もっとも後者については、途中で気を失ってしまったため、真弥のように一部始終を見ていた訳ではないのだが。
となると、それでも信頼しているような真弥の態度こそ正答なのかもしれない。
穹路自身はやはり我が身のことだからか、思考を拒否するように空から降ってきた事実を無視しているようだ。
が、それを責めることはできないだろう。クライオニクスから目を覚ましてすぐに、そんなことを言われて信じろという方が無茶だ。
しかし、事実としてそれは厳然とある。
穹路に埋め込まれているというティア。それがあの再生力の原因に違いない。
だが、あの状態から身体を再生することができるようなプログラムは、今現在は勿論として旧時代でも存在しないはずだ。

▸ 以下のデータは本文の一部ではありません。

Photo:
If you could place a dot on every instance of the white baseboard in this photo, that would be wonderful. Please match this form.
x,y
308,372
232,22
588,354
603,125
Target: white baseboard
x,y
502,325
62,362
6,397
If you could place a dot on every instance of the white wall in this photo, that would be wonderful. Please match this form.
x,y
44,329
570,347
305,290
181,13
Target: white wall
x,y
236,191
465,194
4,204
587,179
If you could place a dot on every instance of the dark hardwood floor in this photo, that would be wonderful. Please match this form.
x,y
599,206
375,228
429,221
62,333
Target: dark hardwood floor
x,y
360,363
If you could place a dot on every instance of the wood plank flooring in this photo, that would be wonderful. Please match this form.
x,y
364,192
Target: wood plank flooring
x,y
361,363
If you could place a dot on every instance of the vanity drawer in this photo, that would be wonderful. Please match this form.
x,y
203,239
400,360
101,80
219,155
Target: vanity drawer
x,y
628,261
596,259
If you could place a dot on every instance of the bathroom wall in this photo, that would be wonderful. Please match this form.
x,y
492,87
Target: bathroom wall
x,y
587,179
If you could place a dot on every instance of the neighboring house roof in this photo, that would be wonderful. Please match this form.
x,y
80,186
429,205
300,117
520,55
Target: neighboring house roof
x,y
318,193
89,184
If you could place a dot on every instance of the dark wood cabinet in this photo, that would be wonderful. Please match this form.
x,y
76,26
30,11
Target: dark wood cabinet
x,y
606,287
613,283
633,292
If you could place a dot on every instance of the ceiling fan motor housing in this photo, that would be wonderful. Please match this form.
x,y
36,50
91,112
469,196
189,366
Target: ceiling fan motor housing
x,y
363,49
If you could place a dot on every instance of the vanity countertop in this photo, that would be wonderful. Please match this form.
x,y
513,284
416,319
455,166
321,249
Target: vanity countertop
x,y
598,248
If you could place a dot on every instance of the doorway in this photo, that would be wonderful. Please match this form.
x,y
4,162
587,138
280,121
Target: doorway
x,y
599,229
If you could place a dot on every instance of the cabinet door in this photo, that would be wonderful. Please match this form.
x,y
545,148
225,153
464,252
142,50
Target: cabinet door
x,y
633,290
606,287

やはり、彼の真実を知るには、琥珀の言う通り直接調べるしかない。
そこに、どのような真実が隠されていようとも。
「お姉ちゃん、ほら、お姉ちゃんも一緒に遊ぼっ!」
それでも今はまだ、もう少しだけ様子を見ていたい。そう螺希は思った。
真弥がこんなにも眩しい笑顔を見せてくれているのだから。
だから、螺希は意識的に表情を柔らくして、二人に近づいていったのだった。